Well, no dice, buddy. We hate you now and we will hate you after you’re dead. We will mock you and mock your family when you die, and we will spread all of the horrible information that will be released about you after your death.
As the test vote began, Senate Majority Leader Mitch McConnell, R-Ky., urged his Republican colleagues to follow through on campaign promises to repeal and replace the Affordable Care Act.
“We have a duty to act. … The president is ready with his pen,” he said. “We can’t let this moment slip by.”
Moments earlier, Senate Minority Leader Chuck Schumer, D-N.Y., beseeched Republicans to “turn back”
“We know the ACA is not perfect. But we also know what you’ve proposed is much worse,” he said.
A rowdy group of protesters also interrupted the start of proceedings, chanting, “kill the bill, don’t kill us” and “shame.”
Yeah that was weird as hell.
You can’t see them in the video, but apparently they were in the public part of the Senate building.
Chanting.
They shows the damage fake news can do to people. They think they’re going to die.

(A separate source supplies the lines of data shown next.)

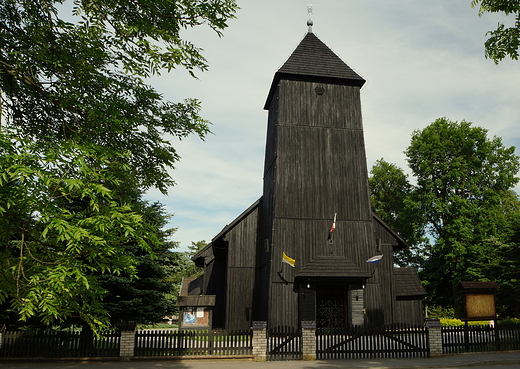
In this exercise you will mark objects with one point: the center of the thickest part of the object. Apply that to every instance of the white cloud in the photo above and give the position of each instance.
(422, 60)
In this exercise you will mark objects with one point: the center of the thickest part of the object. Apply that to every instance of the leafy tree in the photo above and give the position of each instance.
(463, 180)
(463, 201)
(149, 296)
(393, 201)
(60, 225)
(77, 123)
(503, 41)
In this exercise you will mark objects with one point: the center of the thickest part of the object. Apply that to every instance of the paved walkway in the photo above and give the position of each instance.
(511, 359)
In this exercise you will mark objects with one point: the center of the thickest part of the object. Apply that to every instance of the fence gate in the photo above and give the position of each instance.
(284, 343)
(357, 342)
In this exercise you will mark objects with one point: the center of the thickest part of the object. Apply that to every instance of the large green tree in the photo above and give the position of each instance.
(462, 198)
(393, 200)
(78, 127)
(503, 41)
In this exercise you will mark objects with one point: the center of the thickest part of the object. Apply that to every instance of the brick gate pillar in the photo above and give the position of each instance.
(127, 343)
(260, 340)
(309, 340)
(434, 336)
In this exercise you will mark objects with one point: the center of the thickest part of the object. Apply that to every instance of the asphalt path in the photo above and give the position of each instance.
(509, 360)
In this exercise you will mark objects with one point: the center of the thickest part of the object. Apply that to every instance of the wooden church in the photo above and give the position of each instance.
(315, 210)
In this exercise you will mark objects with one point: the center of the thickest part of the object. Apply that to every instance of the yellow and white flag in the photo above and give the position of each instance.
(287, 260)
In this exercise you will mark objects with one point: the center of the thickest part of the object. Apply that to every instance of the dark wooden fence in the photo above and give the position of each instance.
(357, 342)
(193, 343)
(57, 344)
(284, 343)
(480, 338)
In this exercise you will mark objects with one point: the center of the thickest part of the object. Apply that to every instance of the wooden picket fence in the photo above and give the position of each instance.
(58, 344)
(358, 342)
(284, 343)
(165, 342)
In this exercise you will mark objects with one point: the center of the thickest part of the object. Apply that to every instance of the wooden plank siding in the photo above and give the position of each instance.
(315, 166)
(242, 241)
(321, 170)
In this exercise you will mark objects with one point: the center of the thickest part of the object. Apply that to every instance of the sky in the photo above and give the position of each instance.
(422, 60)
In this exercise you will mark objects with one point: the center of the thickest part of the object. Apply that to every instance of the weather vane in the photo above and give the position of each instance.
(309, 21)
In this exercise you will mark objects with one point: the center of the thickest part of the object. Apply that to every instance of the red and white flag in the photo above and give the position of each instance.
(332, 227)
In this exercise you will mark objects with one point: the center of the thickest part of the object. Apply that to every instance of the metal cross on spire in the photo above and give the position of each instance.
(309, 21)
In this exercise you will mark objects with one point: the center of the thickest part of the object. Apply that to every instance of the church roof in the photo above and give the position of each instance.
(314, 61)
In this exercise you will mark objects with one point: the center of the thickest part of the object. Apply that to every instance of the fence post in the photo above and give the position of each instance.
(127, 343)
(2, 331)
(309, 340)
(260, 340)
(434, 336)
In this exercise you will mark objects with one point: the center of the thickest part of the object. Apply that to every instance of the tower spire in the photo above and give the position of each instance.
(309, 21)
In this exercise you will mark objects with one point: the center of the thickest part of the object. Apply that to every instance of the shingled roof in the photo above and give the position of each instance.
(332, 266)
(407, 283)
(314, 61)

The people who will get “kicked off health insurance” are actually just people who don’t want to pay for it that won’t be forced to.
As I have said, I go to the doctor less than once a year and do not need health insurance. Most people under 60 do not.
If I have an accident, I will go to the emergency room and just refuse to give them my name and not pay it. I have done this after car accidents and one time when a black robbed me and sliced my skull with a knife.
The medical industrial complex is a gigantic scam working with the food industrial complex and the government to keep a very unhealthy population paying a lot of money for no good reason.
It would make sooooo much more sense for the government to:
- Put regulations on food
- Educate the public on health and fitness
- Offer programs for health and fitness, such as free gyms
- Put regulations on pharmaceuticals
And so on.
The reason healthcare is such a big deal in this country is because people are so unhealthy.
Oh and the other reason: people fear death so much that they are willing to blow huge amounts of money on extending their lives an extra couple of months.
That is stupid and wrong. Those extra months are either spent in misery or drugged out of your mind anyway – just die. Everyone has to do it.
I’m not saying “just let old people die,” but this “end of life care” is a scam industry that only causes misery for the individual and for the family that has to sit there and watch a slow death, which often involves mutilation – cutting off body parts. That is good for absolutely no one, and though as with all statistics like this it isn’t totally clear, but it looks like roughly a quarter of all healthcare costs are spent on people in the last six months of their life.
I think the social issue of how sick it is to try and keep someone alive in misery when they’re going to die in a couple months either way is the bigger issue than the cost. But solving that human issue by making it a public thing that people talk about – I think most families spend this money without thinking, being manipulated by bloodthirsty medical professionals – would also save us money.